38

I have updated Apache today (to 2.4.56-1) and a load of .htaccess rewrites that used to work are now getting AH10411 errors, relating to spaces in the query. I'm struggling for a 'proper' solution.

The user clicks on a link such as <a href='FISH%20J12345.6-78919'>clickme</a> - as you can see the space in the link URL has been encoded as %20.

The .htaccess file in the relevant server directory contains and executes this relevant directive:

RewriteRule ^(FISH\s*J[0-9\.]+-?\+?[0-9]+)$ myPage.php?sourceName=$1 [L,QSA]

(In the above I am checking for spaces, not %20, as the browser seems to be converting it to space before it makes it to this rule).

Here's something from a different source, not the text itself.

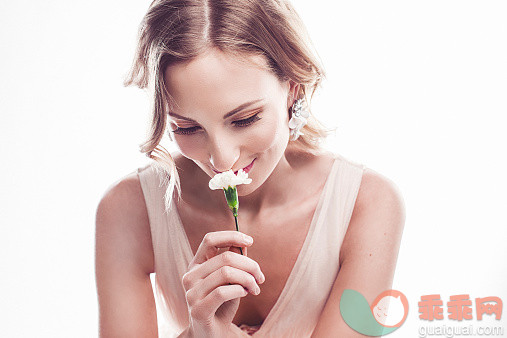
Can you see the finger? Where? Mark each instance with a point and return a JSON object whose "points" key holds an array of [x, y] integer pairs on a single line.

This was working until I updated Apache; now users get a 403 error, and my Apache error log reports:

AH10411: Rewritten query string contains control characters or spaces

This appears to be a new error, because Googling it finds nothing!

Editing my pages to (for example) change the space to an underscore and handle it correctly is not really an option, as the design is intended to support users being able to enter a URL directly using the name of the object they care about. So far, the only workaround I've found is a bit ugly, namely capturing the two parts of the source name separately in the regexp, thus:

RewriteRule ^(FISH)\s*(J[0-9\.]+-?\+?[0-9]+)$ myPage.php?sourceName=$1+$2 [L,QSA]
                  ^   ^                                               ^^^

(I tried $1%20$2 at the end, which also resulted in the same error.)

Is there a better solution for this? i.e. how am I "supposed" to handle the case of spaces in a URL, when it's in a string I want to capture and pass as an argument to the underlying page?

MrWhite
  • 43,179
  • 8
  • 60
  • 84
Phil Evans
  • 790
  • 9
  • 18

3 Answers3

31

(I tried $1%20$2 at the end, which also went badly).

This looks like a bug. Encoding the space as %20 in the query string should be valid. You can also encode the space as + in the query string (as in your workaround).

In your original rule, Apache should be encoding the space (as %20) when making the internal rewrite (since a literal space is not valid in the URL). However, it would seem Apache is then baulking at the encoded space?!

You can also try using the B flag in your original rule. The B flag tells mod_rewrite to URL-encode the backreference before applying this to the substitution string. However, this would seem to be dependent on Apache encoding the space as + in the query string (as opposed to %20 which it would ordinarily do). Certainly in earlier versions of Apache, this would only have resulted in Apache encoding the space as %20 (not +), however, since version 2.4.26 Apache has introduced a new flag BNP (backrefnoplus) which explicitly informs Apache not to use a +, so you would think that by default, it would use a +. (Unfortunately I can't just test this myself at the moment.)

For example:

RewriteRule ^(FISH\s*J[\d.]+-?\+?\d+)$ myPage.php?sourceName=$1 [B,QSA,L]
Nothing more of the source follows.